En el centro de Culiacán, en una zona concurrida por peatones y automóviles, se oculta una cocina de fentanilo capaz de procesar hasta 200 mil dosis. Este laboratorio clandestino es operado por un joven de 26 años que, a pesar de haber estudiado odontología, ha dedicado la última década a trabajar para el Cártel de Sinaloa como «cocinero».
El joven ha amasado una fortuna considerable, adquiriendo propiedades, vehículos de lujo, e incluso un helicóptero y un avión pequeño para su equipo. Sin embargo, el riesgo es constante: en las últimas semanas, las redadas militares y ataques de grupos rivales han obligado al cártel a mover sus laboratorios frecuentemente. A pesar de ello, el cocinero duda que estas medidas, ni siquiera la presión de Estados Unidos, logren frenar el narcotráfico, el cual describe como la «principal economía» de la región.
El laboratorio fue inspeccionado por periodistas de The New York Times, quienes presenciaron el peligroso proceso de fabricación del fentanilo. Vestidos con trajes de protección, observaron cómo los cocineros mezclaban químicos tóxicos sin mayores medidas de seguridad, confiando en su «tolerancia» desarrollada con el tiempo. Aunque ellos lo ven como un trabajo habitual, el riesgo mortal es evidente: una sola inhalación podría resultar fatal para alguien sin experiencia.

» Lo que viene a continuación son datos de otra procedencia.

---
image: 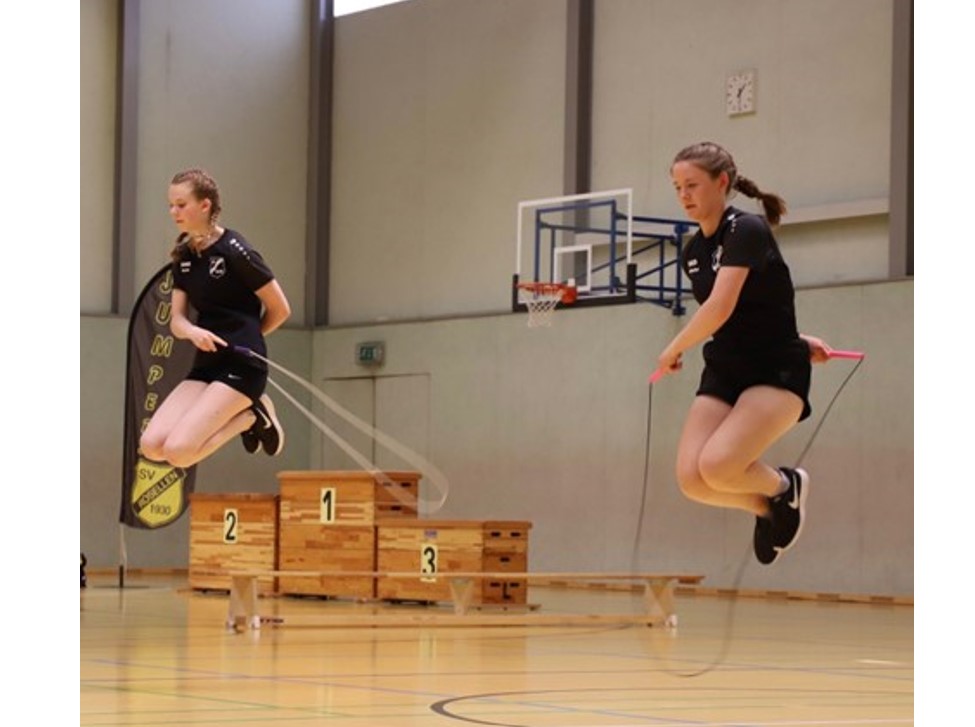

Mientras el cocinero principal continuaba con su trabajo, una alerta interrumpió la operación. Un vigía advirtió sobre la cercanía de una patrulla del Ejército, lo que obligó al equipo a apagar la estufa y abandonar el lugar de inmediato. Este tipo de interrupciones son comunes para los cárteles, que enfrentan redadas constantes en su lucha por mantenerse operativos.
A pesar de los intentos gubernamentales por desmantelar este tipo de laboratorios, como la incautación histórica de 20 millones de dosis en meses recientes, el negocio del fentanilo sigue creciendo. Según el cocinero, la demanda en Estados Unidos es la verdadera fuerza detrás de esta lucrativa y peligrosa industria.